I have heard about a great painter. He was seventy years old, and one day he finished his painting and started crying and weeping. His disciples surrounded the master and said, Master, why are you crying? What has happened? The master said, I cannot see any imperfection in this painting. It seems I am dead, finished. It seems I have lost my imagination; that’s why I’m crying. This is the first time I cannot see any defect in my painting. I must have lost my imagination.~OSHO
Coaching Application:
As coaches, we help the client to recognize the disempowering state(s) of perfectionism and assisting them in creating a new or/and building on existing desired, empowering emotional, cognitive and behavioral state of perfectionism.
There are three major phases we take the client through: Self-Awareness, Self-Mastery, Self-Transcendence.
We begin, by helping the client to transition from unconscious state to the state of awareness. We access the current or repeated emotional or cognitive state.
A number of the following negative feelings, thoughts, and beliefs may be associated with perfectionism:
- Fear of failure. Perfectionists often equate failure to achieve their goals with a lack of personal worth or value.
- Fear of making mistakes. Perfectionists often equate mistakes with failure. In orienting their lives around avoiding mistakes, perfectionists miss opportunities to learn and grow.
- Fear of disapproval. If they let others see their flaws, perfectionists often fear that they will no longer be accepted. Trying to be perfect is a way of trying to protect themselves from criticism, rejection, and disapproval.

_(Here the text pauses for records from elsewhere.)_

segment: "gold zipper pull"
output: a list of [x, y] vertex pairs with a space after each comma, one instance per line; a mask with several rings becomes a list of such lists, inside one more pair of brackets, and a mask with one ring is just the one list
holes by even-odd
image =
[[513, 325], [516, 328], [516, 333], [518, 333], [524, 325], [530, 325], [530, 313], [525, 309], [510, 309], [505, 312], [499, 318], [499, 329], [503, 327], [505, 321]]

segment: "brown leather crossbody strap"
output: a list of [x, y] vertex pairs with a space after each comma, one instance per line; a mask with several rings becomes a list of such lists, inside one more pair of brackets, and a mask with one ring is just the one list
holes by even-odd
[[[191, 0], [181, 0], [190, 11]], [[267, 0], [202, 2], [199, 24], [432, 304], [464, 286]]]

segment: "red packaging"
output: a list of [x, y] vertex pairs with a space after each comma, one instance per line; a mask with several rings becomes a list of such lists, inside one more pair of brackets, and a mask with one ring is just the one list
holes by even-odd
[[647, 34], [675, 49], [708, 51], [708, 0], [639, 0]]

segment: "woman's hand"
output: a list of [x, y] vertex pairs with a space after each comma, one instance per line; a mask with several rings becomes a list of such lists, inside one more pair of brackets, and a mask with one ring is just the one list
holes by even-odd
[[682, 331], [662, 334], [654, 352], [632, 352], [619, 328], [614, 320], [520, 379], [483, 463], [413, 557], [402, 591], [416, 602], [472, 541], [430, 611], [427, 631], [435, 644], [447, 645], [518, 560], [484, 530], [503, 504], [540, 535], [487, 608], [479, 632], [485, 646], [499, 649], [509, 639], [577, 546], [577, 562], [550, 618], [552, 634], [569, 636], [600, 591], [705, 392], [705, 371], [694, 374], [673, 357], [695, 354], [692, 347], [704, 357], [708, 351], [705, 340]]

- All-or-none thinking. Perfectionists frequently believe that they are worthless if their accomplishments are not perfect. Perfectionists have difficulty seeing situations in perspective. For example, a straight “A” student who receives a “B” might believe, “I am a total failure.”

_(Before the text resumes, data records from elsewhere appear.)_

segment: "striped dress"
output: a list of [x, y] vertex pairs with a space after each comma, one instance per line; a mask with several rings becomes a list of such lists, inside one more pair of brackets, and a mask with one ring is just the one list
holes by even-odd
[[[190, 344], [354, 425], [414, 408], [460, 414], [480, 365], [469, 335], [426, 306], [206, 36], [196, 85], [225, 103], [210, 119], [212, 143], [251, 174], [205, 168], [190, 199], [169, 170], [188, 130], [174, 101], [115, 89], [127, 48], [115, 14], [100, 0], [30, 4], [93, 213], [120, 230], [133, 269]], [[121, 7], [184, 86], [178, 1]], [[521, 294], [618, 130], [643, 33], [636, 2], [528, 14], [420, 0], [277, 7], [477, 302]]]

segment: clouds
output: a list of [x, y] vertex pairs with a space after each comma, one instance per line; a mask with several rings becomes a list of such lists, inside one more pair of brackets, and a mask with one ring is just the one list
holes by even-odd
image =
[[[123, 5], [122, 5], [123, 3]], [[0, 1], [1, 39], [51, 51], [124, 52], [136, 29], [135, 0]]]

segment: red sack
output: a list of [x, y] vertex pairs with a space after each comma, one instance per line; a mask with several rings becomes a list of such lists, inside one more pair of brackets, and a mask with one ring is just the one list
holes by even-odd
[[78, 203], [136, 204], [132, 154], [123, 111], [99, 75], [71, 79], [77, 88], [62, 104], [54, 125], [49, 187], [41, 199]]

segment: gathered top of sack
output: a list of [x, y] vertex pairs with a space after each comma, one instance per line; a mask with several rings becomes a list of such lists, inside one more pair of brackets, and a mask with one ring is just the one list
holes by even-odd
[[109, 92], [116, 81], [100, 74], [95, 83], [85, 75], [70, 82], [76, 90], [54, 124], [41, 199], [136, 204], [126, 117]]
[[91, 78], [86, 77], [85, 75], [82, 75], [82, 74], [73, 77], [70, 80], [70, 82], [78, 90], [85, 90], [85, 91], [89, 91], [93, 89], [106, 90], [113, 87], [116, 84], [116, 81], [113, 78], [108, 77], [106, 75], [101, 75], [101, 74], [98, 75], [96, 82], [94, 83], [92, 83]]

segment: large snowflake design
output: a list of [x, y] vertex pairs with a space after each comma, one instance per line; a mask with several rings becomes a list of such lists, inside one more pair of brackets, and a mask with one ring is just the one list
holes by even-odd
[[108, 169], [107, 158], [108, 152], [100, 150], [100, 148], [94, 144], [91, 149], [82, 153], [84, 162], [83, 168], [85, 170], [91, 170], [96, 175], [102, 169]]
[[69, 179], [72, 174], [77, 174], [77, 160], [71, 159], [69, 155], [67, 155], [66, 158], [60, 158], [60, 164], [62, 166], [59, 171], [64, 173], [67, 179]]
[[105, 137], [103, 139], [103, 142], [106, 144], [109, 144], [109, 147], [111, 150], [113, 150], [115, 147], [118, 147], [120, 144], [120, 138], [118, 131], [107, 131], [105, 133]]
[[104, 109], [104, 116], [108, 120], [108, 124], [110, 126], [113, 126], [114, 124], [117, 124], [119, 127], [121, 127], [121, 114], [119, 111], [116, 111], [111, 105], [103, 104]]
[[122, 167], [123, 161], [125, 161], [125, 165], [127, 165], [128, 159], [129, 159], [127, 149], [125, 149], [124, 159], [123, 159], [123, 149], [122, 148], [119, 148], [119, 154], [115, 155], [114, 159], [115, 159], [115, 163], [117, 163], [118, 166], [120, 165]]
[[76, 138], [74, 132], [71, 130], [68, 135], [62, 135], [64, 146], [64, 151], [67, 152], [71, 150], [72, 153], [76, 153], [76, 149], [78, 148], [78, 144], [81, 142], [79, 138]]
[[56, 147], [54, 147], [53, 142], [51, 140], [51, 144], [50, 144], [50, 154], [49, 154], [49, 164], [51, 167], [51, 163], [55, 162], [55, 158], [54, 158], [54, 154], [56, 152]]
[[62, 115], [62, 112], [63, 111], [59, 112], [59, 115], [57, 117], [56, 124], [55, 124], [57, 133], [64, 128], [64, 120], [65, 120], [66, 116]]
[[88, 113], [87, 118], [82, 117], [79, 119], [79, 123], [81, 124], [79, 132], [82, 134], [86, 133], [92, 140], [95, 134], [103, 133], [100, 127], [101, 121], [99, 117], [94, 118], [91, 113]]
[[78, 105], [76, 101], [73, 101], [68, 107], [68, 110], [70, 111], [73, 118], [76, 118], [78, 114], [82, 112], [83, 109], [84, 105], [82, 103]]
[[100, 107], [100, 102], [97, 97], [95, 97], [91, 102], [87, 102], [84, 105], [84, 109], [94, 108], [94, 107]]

- Overemphasis on “shoulds.” Perfectionists’ lives are often structured by an endless list of “shoulds” that serve as rigid rules for how their lives must be led. With such an overemphasis on shoulds, perfectionists rarely take into account their own wants and desires.

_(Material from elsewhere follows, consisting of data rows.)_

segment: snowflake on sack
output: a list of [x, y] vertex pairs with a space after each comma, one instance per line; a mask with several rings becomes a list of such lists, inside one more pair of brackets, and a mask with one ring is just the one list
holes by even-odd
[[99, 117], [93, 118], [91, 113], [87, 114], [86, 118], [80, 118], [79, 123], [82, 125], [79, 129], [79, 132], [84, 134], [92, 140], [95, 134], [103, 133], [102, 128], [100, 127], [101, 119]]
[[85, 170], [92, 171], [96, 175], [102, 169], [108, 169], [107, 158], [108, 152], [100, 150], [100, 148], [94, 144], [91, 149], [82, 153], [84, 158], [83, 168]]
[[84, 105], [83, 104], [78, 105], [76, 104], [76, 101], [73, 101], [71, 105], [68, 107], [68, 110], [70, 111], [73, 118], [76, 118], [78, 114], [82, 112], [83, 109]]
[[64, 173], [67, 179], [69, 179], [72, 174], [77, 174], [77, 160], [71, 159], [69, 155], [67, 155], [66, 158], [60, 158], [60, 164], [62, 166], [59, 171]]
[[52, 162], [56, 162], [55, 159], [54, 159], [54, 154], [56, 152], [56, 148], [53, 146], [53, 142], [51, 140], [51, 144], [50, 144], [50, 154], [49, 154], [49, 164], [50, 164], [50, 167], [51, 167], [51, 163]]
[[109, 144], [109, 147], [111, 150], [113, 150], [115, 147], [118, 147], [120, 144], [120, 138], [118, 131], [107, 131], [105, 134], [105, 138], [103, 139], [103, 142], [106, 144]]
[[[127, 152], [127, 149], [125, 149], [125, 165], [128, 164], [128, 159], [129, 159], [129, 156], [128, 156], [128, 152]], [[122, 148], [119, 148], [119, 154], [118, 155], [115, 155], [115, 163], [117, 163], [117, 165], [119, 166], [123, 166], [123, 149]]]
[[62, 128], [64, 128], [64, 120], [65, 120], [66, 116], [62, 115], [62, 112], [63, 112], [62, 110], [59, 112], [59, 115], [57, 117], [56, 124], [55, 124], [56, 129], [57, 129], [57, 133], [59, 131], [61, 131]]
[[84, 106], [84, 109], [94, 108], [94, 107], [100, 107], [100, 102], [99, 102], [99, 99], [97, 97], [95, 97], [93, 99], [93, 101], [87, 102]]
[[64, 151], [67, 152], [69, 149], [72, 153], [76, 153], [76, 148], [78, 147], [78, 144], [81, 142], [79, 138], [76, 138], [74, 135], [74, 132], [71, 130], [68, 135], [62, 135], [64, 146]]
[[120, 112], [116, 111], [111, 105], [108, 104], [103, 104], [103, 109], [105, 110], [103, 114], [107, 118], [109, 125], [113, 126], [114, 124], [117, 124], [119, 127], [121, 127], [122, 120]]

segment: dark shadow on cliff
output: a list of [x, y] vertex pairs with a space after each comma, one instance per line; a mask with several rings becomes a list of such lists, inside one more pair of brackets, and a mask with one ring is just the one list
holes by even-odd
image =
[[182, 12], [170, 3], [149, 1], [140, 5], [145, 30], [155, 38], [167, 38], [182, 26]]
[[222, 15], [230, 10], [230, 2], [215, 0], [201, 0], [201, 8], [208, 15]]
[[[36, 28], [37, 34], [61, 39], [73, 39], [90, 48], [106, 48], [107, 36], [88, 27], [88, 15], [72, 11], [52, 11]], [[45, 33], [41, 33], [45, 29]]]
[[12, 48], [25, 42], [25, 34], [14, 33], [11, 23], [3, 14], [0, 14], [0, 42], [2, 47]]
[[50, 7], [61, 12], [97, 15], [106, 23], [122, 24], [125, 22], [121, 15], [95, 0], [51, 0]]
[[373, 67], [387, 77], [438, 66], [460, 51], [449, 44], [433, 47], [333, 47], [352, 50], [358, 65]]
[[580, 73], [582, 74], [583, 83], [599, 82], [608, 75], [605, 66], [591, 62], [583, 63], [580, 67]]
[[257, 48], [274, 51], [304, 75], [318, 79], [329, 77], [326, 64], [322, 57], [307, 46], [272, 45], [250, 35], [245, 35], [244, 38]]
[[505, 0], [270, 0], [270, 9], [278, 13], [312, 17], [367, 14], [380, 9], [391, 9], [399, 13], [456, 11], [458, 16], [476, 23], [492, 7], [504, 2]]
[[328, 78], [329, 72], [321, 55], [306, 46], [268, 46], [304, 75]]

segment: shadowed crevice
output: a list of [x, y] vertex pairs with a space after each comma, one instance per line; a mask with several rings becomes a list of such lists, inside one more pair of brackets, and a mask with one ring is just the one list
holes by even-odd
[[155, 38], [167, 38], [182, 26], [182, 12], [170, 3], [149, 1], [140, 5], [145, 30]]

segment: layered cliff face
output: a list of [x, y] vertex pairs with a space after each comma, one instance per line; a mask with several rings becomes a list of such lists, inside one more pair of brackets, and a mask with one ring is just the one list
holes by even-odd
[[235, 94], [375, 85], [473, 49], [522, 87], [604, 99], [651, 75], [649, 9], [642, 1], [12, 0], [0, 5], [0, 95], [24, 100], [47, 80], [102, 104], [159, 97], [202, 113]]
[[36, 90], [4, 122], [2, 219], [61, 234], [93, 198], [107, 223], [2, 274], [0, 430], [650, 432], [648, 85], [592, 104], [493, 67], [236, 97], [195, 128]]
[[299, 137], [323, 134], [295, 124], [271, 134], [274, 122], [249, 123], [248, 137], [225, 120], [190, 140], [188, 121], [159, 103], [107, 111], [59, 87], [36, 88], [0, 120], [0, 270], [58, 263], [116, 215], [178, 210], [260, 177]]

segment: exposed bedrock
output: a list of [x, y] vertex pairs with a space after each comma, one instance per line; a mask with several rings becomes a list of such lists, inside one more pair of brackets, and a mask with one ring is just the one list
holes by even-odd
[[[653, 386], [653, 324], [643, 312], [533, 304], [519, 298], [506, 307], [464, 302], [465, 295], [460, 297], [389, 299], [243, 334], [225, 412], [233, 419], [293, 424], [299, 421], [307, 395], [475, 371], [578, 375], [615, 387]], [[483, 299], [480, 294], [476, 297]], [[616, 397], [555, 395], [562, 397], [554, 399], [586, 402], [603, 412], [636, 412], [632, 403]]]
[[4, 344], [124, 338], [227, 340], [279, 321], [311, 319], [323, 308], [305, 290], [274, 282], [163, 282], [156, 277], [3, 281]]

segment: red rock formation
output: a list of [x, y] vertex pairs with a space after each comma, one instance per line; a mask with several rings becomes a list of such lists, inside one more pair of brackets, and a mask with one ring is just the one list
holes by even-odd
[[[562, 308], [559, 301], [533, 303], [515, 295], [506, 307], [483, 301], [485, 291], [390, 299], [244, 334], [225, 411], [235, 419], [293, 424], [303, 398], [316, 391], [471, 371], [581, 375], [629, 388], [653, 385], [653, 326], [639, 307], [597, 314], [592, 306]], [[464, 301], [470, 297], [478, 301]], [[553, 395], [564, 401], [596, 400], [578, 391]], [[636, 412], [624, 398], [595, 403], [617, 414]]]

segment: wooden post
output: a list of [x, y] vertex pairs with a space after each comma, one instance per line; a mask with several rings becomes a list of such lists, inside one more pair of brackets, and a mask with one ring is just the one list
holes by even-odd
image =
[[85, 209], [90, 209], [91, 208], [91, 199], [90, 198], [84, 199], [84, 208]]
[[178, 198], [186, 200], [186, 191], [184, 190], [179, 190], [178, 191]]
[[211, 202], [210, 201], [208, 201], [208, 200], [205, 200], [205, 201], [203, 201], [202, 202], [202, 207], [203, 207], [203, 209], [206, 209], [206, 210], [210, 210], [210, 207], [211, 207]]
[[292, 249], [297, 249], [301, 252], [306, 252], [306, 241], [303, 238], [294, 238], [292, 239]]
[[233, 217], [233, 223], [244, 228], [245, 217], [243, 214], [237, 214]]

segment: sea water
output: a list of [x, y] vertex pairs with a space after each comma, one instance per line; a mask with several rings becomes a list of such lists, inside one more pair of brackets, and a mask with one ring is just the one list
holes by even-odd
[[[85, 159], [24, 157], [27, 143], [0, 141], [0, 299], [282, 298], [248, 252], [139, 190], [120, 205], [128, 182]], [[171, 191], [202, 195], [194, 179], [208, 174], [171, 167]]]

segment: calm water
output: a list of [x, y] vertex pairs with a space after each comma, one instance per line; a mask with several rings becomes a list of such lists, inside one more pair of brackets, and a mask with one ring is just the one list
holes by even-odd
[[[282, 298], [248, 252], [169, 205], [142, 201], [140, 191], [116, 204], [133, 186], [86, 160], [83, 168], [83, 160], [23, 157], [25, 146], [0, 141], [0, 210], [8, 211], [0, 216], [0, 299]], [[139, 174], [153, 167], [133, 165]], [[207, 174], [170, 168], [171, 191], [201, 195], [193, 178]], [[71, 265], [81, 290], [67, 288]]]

- Believing that others are easily successful. Perfectionists tend to perceive others as achieving success with a minimum of effort, few errors, emotional stress, and maximum self-confidence. At the same time, perfectionists view their own efforts as unending and forever inadequate.
Awareness of one of few of these states brings the client to the state of Acceptance, where client have control over making a decision of whether continue following the recognized patter or to look for a possibility of changing it.
Coach then assists the client to see the consequences of each rational and irrational states of perfectionism and further decide which are are need to be “highlighted” and which ones “relaxed” and reconstructed.